Working for a lifestyle business has many advantages — I can work from anywhere, have flexible hours if necessary, I was home to witness my son’s first steps and hear his first words, and I’m able to be home to take care of him when he’s sick. Additionally, I get to write and help people and do work that I genuinely love. My work and my personal life are deeply connected, and I like it that way.

The one disadvantage of having a lifestyle business is that if I shut off from work, I directly feel any and all negative repercussions. The most obvious of these are the financial repercussions that can impact my family’s well being (e.g. if I don’t answer a call from a client, the client fires me and hires someone else). Every job has disadvantages, and thankfully the advantages of my job far outweigh the disadvantages, it’s simply difficult to walk away for an entire day.
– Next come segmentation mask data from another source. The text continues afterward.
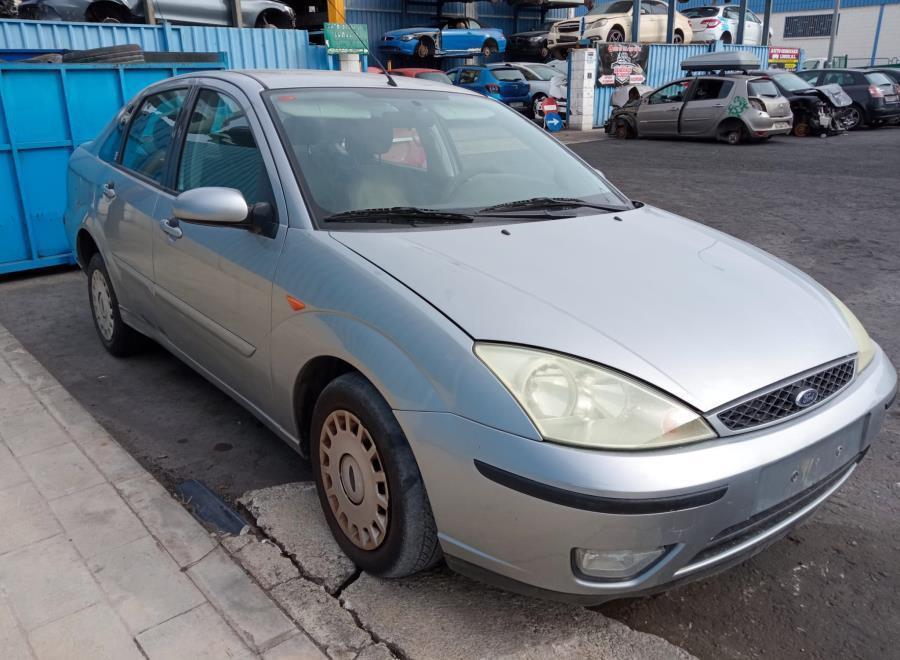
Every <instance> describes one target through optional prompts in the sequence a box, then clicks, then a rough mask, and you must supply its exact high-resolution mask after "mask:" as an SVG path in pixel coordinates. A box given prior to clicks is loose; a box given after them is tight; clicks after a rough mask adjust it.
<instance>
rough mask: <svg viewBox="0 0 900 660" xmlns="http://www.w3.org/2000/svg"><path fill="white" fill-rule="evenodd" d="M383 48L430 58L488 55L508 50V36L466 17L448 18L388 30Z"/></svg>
mask: <svg viewBox="0 0 900 660" xmlns="http://www.w3.org/2000/svg"><path fill="white" fill-rule="evenodd" d="M381 51H382V52H383V53H385V54H386V55H409V56H410V57H418V58H421V59H427V58H430V57H444V56H459V55H473V54H475V53H481V54H482V55H484V56H485V57H487V56H489V55H492V54H493V53H502V52H504V51H506V37H504V36H503V32H502V31H501V30H498V29H496V28H489V27H485V26H483V25H481V24H480V23H479V22H478V21H476V20H475V19H474V18H466V17H465V16H454V17H445V18H443V19H441V20H440V21H439V22H437V23H436V24H435V25H434V26H432V27H411V28H403V29H402V30H391V31H390V32H385V33H384V36H383V37H382V38H381Z"/></svg>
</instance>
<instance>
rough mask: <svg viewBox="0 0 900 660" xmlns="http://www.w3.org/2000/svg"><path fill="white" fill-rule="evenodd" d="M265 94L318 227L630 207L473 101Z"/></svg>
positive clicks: (586, 168)
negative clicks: (446, 218) (434, 219)
mask: <svg viewBox="0 0 900 660" xmlns="http://www.w3.org/2000/svg"><path fill="white" fill-rule="evenodd" d="M266 96H267V101H268V104H269V107H270V111H271V114H272V116H273V119H274V120H275V122H276V123H277V124H278V125H279V133H280V135H281V138H282V141H283V144H284V146H285V149H286V150H287V151H288V154H289V156H290V157H291V160H292V164H293V167H294V171H295V174H296V175H297V178H298V181H299V183H300V186H301V188H302V189H303V192H304V198H305V199H306V201H307V204H308V206H309V208H310V210H311V212H312V213H313V216H314V217H315V219H316V220H317V221H320V222H321V221H324V220H325V219H326V218H328V217H329V216H334V215H336V214H342V213H343V214H346V213H348V212H353V211H362V210H369V209H378V210H381V211H384V210H392V209H398V208H410V209H413V208H414V209H419V210H422V209H426V210H439V211H442V212H445V215H446V212H451V211H453V212H465V213H471V212H476V211H479V210H482V209H485V208H487V207H490V206H496V205H498V204H509V203H513V202H522V201H525V200H533V199H534V198H536V197H551V198H571V199H577V200H579V201H584V202H586V203H591V204H596V205H610V206H615V207H617V208H619V209H625V208H630V207H631V204H630V202H629V201H628V200H627V198H625V197H624V196H622V195H621V193H619V192H618V191H616V190H615V189H614V188H612V187H611V186H610V185H609V184H607V183H606V182H605V180H604V179H602V178H601V177H600V176H598V175H597V173H596V172H595V171H594V170H593V169H591V168H590V167H588V166H587V165H585V164H584V163H583V162H581V161H580V160H579V159H577V158H575V157H573V156H572V155H571V154H570V153H569V152H568V151H567V150H566V149H565V148H564V147H562V146H561V145H560V144H559V143H558V142H557V141H556V140H555V139H553V138H552V137H549V136H548V135H547V134H546V133H545V132H544V131H543V130H541V129H540V128H538V127H537V126H535V125H534V124H533V123H532V122H530V121H529V120H527V119H525V118H523V117H522V116H521V115H519V114H518V113H517V112H515V111H514V110H511V109H509V108H507V107H506V106H504V105H502V104H500V103H497V102H496V101H493V100H490V99H487V98H485V97H483V96H480V95H479V96H476V95H473V94H460V93H454V92H442V91H439V90H410V89H395V88H391V87H386V88H383V89H382V88H324V89H298V90H275V91H272V92H269V93H267V95H266ZM575 206H576V207H577V206H578V205H577V204H576V205H575ZM594 212H596V211H594ZM532 213H533V212H532ZM548 213H549V212H548ZM532 217H533V216H532ZM551 217H552V216H551ZM480 219H481V218H478V220H480ZM485 219H487V218H485ZM493 219H494V220H495V221H496V218H493ZM329 224H330V223H329Z"/></svg>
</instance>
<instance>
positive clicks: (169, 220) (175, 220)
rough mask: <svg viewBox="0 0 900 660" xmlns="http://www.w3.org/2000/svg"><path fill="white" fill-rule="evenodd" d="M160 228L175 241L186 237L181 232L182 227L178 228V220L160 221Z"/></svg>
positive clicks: (171, 218)
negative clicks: (184, 236) (181, 228)
mask: <svg viewBox="0 0 900 660" xmlns="http://www.w3.org/2000/svg"><path fill="white" fill-rule="evenodd" d="M159 226H160V227H162V230H163V231H164V232H166V234H168V235H169V236H171V237H172V238H173V239H178V238H181V237H182V236H184V232H183V231H181V227H179V226H178V219H177V218H164V219H163V220H160V221H159Z"/></svg>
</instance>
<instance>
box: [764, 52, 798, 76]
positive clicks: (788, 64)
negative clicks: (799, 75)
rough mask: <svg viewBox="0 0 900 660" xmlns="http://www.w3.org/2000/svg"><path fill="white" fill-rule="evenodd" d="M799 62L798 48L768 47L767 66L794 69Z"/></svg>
mask: <svg viewBox="0 0 900 660" xmlns="http://www.w3.org/2000/svg"><path fill="white" fill-rule="evenodd" d="M799 62H800V49H799V48H774V47H770V48H769V67H770V68H772V69H787V70H788V71H796V70H797V64H798V63H799Z"/></svg>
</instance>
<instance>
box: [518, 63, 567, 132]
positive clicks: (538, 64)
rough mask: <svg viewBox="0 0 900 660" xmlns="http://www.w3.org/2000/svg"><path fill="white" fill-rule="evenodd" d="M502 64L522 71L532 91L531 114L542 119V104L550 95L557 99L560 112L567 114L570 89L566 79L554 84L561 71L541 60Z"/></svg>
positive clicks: (529, 87) (530, 90) (532, 115)
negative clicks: (567, 97) (567, 90)
mask: <svg viewBox="0 0 900 660" xmlns="http://www.w3.org/2000/svg"><path fill="white" fill-rule="evenodd" d="M502 66H511V67H513V68H515V69H518V70H519V71H521V72H522V75H523V76H525V80H527V81H528V87H529V90H530V93H531V116H532V117H534V118H535V119H540V118H542V117H543V116H544V113H543V112H542V111H541V104H542V103H543V102H544V99H546V98H547V97H548V96H552V97H553V98H555V99H556V100H557V105H558V107H559V114H560V115H563V116H565V114H566V97H567V96H568V91H567V89H566V86H565V81H564V80H563V84H562V85H560V84H559V81H557V83H556V84H555V85H554V80H553V78H554V77H559V76H560V72H559V71H558V70H557V69H556V68H555V67H552V66H549V65H547V64H541V63H539V62H505V63H504V64H503V65H502Z"/></svg>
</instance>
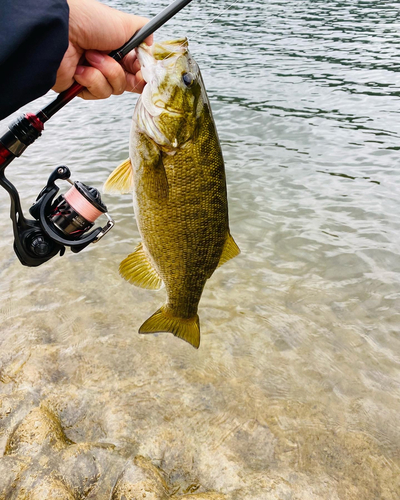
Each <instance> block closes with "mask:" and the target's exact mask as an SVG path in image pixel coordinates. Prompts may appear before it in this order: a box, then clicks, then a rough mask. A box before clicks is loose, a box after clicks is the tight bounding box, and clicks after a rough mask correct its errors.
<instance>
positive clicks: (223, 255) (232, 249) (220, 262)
mask: <svg viewBox="0 0 400 500" xmlns="http://www.w3.org/2000/svg"><path fill="white" fill-rule="evenodd" d="M239 254H240V249H239V247H238V246H237V244H236V241H235V240H234V239H233V238H232V236H231V235H230V233H228V234H227V237H226V240H225V243H224V248H223V249H222V255H221V257H220V259H219V262H218V266H217V267H220V266H222V265H223V264H225V262H227V261H228V260H230V259H233V257H236V255H239Z"/></svg>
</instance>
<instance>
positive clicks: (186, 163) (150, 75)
mask: <svg viewBox="0 0 400 500" xmlns="http://www.w3.org/2000/svg"><path fill="white" fill-rule="evenodd" d="M136 50H137V56H138V59H139V62H140V65H141V71H142V75H143V78H144V80H145V81H146V85H145V87H144V90H143V92H142V94H141V95H140V97H139V99H138V101H137V103H136V106H135V110H134V113H133V117H132V126H131V133H130V143H129V158H128V159H127V160H126V161H124V162H123V163H121V165H119V166H118V167H117V168H116V169H115V170H114V172H112V173H111V175H110V176H109V177H108V179H107V181H106V182H105V184H104V187H103V191H104V192H105V193H116V192H117V193H129V192H133V205H134V212H135V218H136V223H137V226H138V230H139V233H140V235H141V242H140V243H139V244H138V246H137V247H136V249H135V250H134V252H133V253H131V254H130V255H128V257H126V259H124V260H123V261H122V262H121V264H120V267H119V272H120V274H121V276H122V277H123V278H124V279H125V280H127V281H128V282H130V283H132V284H134V285H136V286H139V287H143V288H147V289H153V290H156V289H159V288H161V287H162V285H163V284H164V285H165V289H166V292H167V301H166V303H165V304H164V305H163V306H162V307H161V308H160V309H158V310H157V311H156V312H155V313H154V314H153V315H152V316H150V317H149V318H148V319H147V320H146V321H145V322H144V323H143V324H142V326H141V327H140V328H139V333H143V334H147V333H157V332H170V333H172V334H174V335H175V336H176V337H179V338H181V339H183V340H185V341H186V342H189V343H190V344H191V345H192V346H193V347H195V348H198V347H199V345H200V322H199V316H198V305H199V301H200V297H201V295H202V292H203V289H204V286H205V284H206V282H207V280H208V279H209V278H210V277H211V275H212V274H213V273H214V271H215V270H216V269H217V267H219V266H221V265H222V264H224V263H225V262H227V261H228V260H230V259H231V258H233V257H235V256H236V255H238V254H239V253H240V250H239V247H238V245H237V244H236V242H235V241H234V239H233V237H232V236H231V234H230V230H229V220H228V200H227V187H226V177H225V167H224V160H223V156H222V151H221V145H220V141H219V138H218V134H217V130H216V126H215V122H214V119H213V115H212V112H211V106H210V102H209V100H208V96H207V93H206V89H205V86H204V82H203V78H202V76H201V73H200V69H199V66H198V65H197V63H196V62H195V60H194V59H193V57H192V55H191V54H190V52H189V48H188V40H187V39H186V38H184V39H178V40H168V41H164V42H158V43H154V44H153V45H151V46H147V45H146V44H145V43H143V44H141V45H140V46H139V47H138V48H137V49H136Z"/></svg>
I eventually was successful at taking a day off from work, but I have to be honest and admit that it wasn’t my intention to take that specific day. I accidentally didn’t charge my cell phone while on vacation and so I was forced to take the day off from work. I also spent the entire day fretting and stressing out about not doing the work I had planned. Had it been done on the day I had planned, I think I would have enjoyed it more than the way it happened.

It is fair to say that although I technically completed my November resolution, the resolution was not a pleasant success. Or, more precisely, I realized I made a resolution I didn’t enjoy achieving. I discerned from this experience that I am a person who is okay with doing a little work every day. This may change in the future and I may grow to be someone who wants more time being disconnected, but right now I’m not that person. I enjoy the peace of mind I get from checking in for a few minutes to make sure the proverbial ship isn’t sinking.

For December, my goal has been to create new resolutions for 2012. I sincerely believe that the one resolution per month system has been the most beneficial resolution-making method for me. I was able to achieve — at least in a technical sense — every resolution I set for myself. I have never had this positive of a success rate in previous years. I can look back on 2011 and know I changed myself for the better.

With 2012 only weeks away, how are you doing with your 2011 resolutions? I hope you have had as positive of an experience as I have enjoyed.


Erin’s 2011 monthly resolutions: January, February, March, April, May, June, July, August, September, October, and November.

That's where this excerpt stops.